DIOCESI – Lectio delle Sorelle Clarisse del monastero Santa Speranza in San Benedetto del Tronto.
È curioso l’anno liturgico: lo abbiamo iniziato nel segno di un Bambino, avvolto in fasce e deposto in una povera mangiatoia, Cristo fatto carne, e lo concludiamo celebrando un Re, Gesù Cristo Re dell’universo.
Ma la liturgia non ci vuole presentare la storia di qualcuno che ha saputo riscattare la propria vita, passando da una situazione di umiltà e di miseria ad una di potere e ricchezza. Neanche la storia di chi ha voluto e saputo costruirsi una carriera e così conquistare una posizione di prestigio sociale, politico, civile.

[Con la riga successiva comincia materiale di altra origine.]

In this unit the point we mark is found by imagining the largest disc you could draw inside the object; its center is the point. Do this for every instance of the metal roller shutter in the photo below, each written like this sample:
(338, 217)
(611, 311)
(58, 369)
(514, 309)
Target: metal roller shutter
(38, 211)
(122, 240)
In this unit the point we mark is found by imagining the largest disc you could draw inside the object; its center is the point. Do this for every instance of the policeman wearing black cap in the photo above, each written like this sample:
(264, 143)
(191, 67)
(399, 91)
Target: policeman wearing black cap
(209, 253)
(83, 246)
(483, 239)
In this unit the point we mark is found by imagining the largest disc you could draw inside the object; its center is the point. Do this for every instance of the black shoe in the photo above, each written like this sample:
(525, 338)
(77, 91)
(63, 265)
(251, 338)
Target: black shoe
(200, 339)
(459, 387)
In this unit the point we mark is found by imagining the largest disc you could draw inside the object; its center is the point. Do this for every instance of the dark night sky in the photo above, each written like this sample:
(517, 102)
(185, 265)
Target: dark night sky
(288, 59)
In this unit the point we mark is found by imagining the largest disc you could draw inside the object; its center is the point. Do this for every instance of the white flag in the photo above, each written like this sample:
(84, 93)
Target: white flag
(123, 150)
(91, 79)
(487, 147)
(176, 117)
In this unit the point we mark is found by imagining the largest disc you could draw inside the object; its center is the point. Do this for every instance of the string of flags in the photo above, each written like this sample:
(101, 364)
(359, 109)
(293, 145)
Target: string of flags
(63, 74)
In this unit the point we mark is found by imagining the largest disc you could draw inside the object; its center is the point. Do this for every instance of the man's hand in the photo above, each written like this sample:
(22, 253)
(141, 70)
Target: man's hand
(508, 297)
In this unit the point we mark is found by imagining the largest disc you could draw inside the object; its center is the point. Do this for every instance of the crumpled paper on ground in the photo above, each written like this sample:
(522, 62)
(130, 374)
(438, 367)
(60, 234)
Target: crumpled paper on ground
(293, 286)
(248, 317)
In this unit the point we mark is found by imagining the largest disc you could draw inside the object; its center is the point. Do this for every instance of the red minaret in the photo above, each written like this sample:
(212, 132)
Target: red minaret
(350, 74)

No…perché il re che celebriamo, lo leggiamo nel brano evangelico di questa domenica, è molto particolare: non ha una corona d’oro ma una corona di spine, non ha un trono ma è innalzato su una croce, non ha un esercito di pretoriani che lo difende ma due malfattori al suo fianco e un manipolo di soldati che lo schernisce.
È un re per il quale bisogna scrivere un cartello «Costui è il re dei Giudei» per identificarlo. È un re spoglio e tutti, romani, capi del popolo di Israele e uno dei due ladroni, concordano nel dare a Gesù un’ultima possibilità di manifestarsi nel modo “giusto”: «Se tu sei il re dei Giudei, salva te stesso» e «Non sei tu il Cristo? Salva te stesso e noi!».
Anche noi potremmo essere d’accordo con loro: umanamente parlando, non si può far festa e inneggiare ad un re che ha come trono una croce, pensare ad un re crocifisso e che fa, proprio di quella croce, uno strumento di esaltazione e di salvezza universale.
Viviamo la tentazione di un Dio che è re perché può tutto, un re che non ha bisogno di niente e di nessuno, sommo egoista bastante a se stesso: la liturgia, invece, continua sempre a centrare la nostra attenzione su quel Bambino, bisognoso di tutto e di tutti, e che non basta a se stesso!
Dire che Cristo è Re significa non arrendersi all’evidenza della sconfitta di Dio e dell’uomo, credere che il mondo non sta precipitando nel caos e nel buio della morte ma nell’abbraccio tenerissimo del Padre: «Egli è principio, primogenito di quelli che risorgono dai morti, perché sia lui ad avere il primato su tutte le cose».
«Non hai alcun timore di Dio, tu che sei condannato alla stessa pena?», dice uno dei due malfattori crocifissi con Gesù all’altro. Dio nel nostro patire, Dio sulla stessa croce dell’uomo, Dio vicinissimo nella passione di ogni uomo. Che entra nella morte perché, là, va ogni suo figlio, perché il primo dovere di chi ama è di essere con l’amato.
Sei tu il nostro Re, Signore, un re fuori dagli schemi, ma l’unico che, come conducevi e riconducevi Israele, così, oggi, continui ad accompagnarci nel percorso della nostra vita tornando a ripeterci «Ti basta la mia grazia; la forza infatti si manifesta pienamente nella debolezza». Quella di un Bambino!